The conflation of ignorance and knowledge in the inference of clade posteriors.

作者信息

Randle Christopher P, Pickett Kurt M

机构信息

Department of Biological Sciences, Sam Houston State University, Huntsville, TX 77341-2116, USA.

Department of Biology, University of Vermont, 316 Marsh Life Science Building, Burlington, VT 05404, USA.

出版信息

Cladistics. 2010 Oct;26(5):550-559. doi: 10.1111/j.1096-0031.2009.00301.x.

Abstract

The objective Bayesian approach relies on the construction of prior distributions that reflect ignorance. When topologies are considered equally probable a priori, clades cannot be. Shifting justifications have been offered for the use of uniform topological priors in Bayesian inference. These include: (i) topological priors do not inappropriately influence Bayesian inference when they are uniform; (ii) although clade priors are not uniform, their undesirable influence is negated by the likelihood function, even when data sets are small; and (iii) the influence of nonuniform clade priors is an appropriate reflection of knowledge. The first two justifications have been addressed previously: the first is false, and the second was found to be questionable. The third and most recent justification is inconsistent with the first two, and with the objective Bayesian philosophy itself. Thus, there has been no coherent justification for the use of nonflat clade priors in Bayesian phylogenetics.
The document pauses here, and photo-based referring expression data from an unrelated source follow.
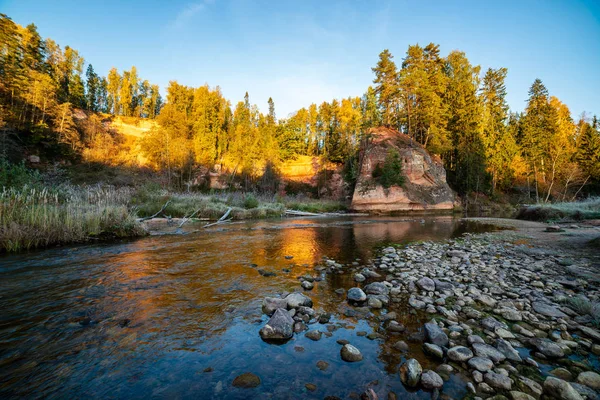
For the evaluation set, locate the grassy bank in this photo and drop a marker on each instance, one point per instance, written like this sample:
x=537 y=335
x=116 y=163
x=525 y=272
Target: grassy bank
x=214 y=205
x=32 y=217
x=568 y=211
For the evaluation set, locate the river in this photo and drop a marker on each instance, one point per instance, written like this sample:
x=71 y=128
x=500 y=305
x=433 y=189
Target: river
x=177 y=315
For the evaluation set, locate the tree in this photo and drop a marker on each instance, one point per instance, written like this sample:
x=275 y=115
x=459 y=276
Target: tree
x=386 y=87
x=539 y=126
x=499 y=144
x=423 y=85
x=92 y=86
x=113 y=87
x=466 y=162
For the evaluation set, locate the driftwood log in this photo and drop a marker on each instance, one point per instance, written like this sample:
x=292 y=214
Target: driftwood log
x=221 y=220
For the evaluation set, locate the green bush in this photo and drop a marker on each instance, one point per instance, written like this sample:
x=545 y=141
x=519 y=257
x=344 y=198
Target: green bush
x=250 y=201
x=17 y=176
x=390 y=173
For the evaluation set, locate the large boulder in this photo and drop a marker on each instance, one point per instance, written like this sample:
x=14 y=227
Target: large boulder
x=425 y=186
x=279 y=327
x=434 y=334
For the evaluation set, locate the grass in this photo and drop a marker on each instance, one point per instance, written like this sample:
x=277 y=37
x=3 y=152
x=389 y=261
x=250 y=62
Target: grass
x=32 y=217
x=578 y=210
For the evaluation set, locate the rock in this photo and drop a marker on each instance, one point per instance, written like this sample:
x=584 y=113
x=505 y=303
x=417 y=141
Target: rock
x=591 y=333
x=510 y=314
x=296 y=300
x=589 y=379
x=433 y=350
x=547 y=347
x=270 y=304
x=460 y=354
x=356 y=294
x=520 y=396
x=306 y=285
x=377 y=288
x=547 y=310
x=425 y=186
x=410 y=372
x=559 y=389
x=486 y=300
x=481 y=364
x=322 y=365
x=246 y=381
x=374 y=302
x=434 y=334
x=506 y=348
x=313 y=335
x=279 y=327
x=497 y=381
x=562 y=374
x=350 y=353
x=487 y=351
x=431 y=380
x=491 y=324
x=426 y=284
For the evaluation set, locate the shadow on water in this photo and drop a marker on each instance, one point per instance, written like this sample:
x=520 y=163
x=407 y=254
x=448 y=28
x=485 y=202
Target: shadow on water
x=177 y=316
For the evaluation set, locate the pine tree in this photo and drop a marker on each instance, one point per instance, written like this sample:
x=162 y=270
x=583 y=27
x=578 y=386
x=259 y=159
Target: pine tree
x=386 y=87
x=466 y=162
x=92 y=86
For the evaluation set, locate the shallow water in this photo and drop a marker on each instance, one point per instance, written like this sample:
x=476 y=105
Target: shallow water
x=146 y=318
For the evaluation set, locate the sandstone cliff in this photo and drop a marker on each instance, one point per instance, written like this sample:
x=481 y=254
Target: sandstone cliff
x=425 y=186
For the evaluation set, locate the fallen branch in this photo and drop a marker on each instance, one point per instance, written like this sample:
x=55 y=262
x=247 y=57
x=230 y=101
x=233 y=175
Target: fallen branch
x=302 y=213
x=221 y=220
x=186 y=219
x=158 y=213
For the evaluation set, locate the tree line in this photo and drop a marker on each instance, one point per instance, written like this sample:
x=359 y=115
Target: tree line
x=445 y=103
x=43 y=83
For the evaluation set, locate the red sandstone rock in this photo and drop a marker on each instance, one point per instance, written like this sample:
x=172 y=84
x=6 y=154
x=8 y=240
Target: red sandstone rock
x=425 y=187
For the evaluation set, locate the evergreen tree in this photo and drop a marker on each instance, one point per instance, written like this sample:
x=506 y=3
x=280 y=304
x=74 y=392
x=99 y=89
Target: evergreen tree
x=386 y=87
x=466 y=162
x=92 y=86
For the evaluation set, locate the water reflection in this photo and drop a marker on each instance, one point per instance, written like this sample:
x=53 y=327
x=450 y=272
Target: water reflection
x=148 y=317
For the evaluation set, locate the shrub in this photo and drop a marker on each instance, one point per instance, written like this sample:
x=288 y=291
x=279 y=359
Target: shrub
x=250 y=201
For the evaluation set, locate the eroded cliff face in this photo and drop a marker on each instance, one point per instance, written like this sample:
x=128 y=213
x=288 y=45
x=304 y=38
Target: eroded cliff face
x=425 y=186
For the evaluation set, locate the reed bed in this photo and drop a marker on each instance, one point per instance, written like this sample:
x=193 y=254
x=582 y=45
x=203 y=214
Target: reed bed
x=32 y=217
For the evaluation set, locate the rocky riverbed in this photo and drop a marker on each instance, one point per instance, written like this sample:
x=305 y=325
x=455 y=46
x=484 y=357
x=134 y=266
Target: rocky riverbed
x=514 y=320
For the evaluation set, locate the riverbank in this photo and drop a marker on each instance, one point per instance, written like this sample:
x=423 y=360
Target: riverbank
x=514 y=314
x=35 y=215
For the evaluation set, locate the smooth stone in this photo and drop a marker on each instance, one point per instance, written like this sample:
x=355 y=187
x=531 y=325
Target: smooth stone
x=296 y=300
x=487 y=351
x=497 y=381
x=481 y=364
x=589 y=379
x=559 y=389
x=356 y=294
x=433 y=350
x=410 y=372
x=246 y=381
x=434 y=334
x=431 y=380
x=313 y=335
x=350 y=353
x=279 y=327
x=460 y=354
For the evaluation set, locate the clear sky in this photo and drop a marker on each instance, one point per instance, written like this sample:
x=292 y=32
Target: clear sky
x=300 y=52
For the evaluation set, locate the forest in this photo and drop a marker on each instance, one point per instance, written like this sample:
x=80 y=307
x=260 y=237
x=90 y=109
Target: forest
x=444 y=102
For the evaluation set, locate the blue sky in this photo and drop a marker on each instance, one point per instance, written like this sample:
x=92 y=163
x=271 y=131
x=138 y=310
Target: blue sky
x=307 y=51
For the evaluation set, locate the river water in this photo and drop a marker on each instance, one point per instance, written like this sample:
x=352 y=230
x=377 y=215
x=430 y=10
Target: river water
x=177 y=316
We discuss several solutions: (i) Bayesian inference can be abandoned in favour of other methods of phylogenetic inference; (ii) the objective Bayesian philosophy can be abandoned in favour of a subjective interpretation; (iii) the topology with the greatest posterior probability, which is also the tree of greatest marginal likelihood, can be accepted as optimal, with clade support estimated using other means; or (iv) a Bayes factor, which accounts for differences in priors among competing hypotheses, can be used to assess the weight of evidence in support of clades. ©The Willi Hennig Society 2009.

摘要

客观贝叶斯方法依赖于构建反映无知的先验分布。当先验地认为拓扑结构具有同等可能性时,分支并非如此。对于在贝叶斯推断中使用均匀拓扑先验,人们给出了各种理由。这些理由包括:(i)当拓扑先验是均匀的时候,它们不会不适当地影响贝叶斯推断;(ii)尽管分支先验不是均匀的,但即使数据集很小时,它们的不良影响也会被似然函数抵消;以及(iii)非均匀分支先验的影响是对知识的适当反映。前两个理由之前已经讨论过:第一个是错误的,第二个被发现是有问题的。第三个也是最近提出的理由与前两个理由不一致,也与客观贝叶斯哲学本身不一致。因此,在贝叶斯系统发育学中使用非平坦分支先验没有连贯的理由。我们讨论了几种解决方案:(i)可以放弃贝叶斯推断,转而采用其他系统发育推断方法;(ii)可以放弃客观贝叶斯哲学,转而采用主观解释;(iii)具有最大后验概率的拓扑结构,也就是具有最大边际似然的树,可以被接受为最优的,使用其他方法估计分支支持度;或者(iv)可以使用贝叶斯因子,它考虑了竞争假设之间先验的差异,来评估支持分支的证据权重。©威利·亨尼希协会2009年。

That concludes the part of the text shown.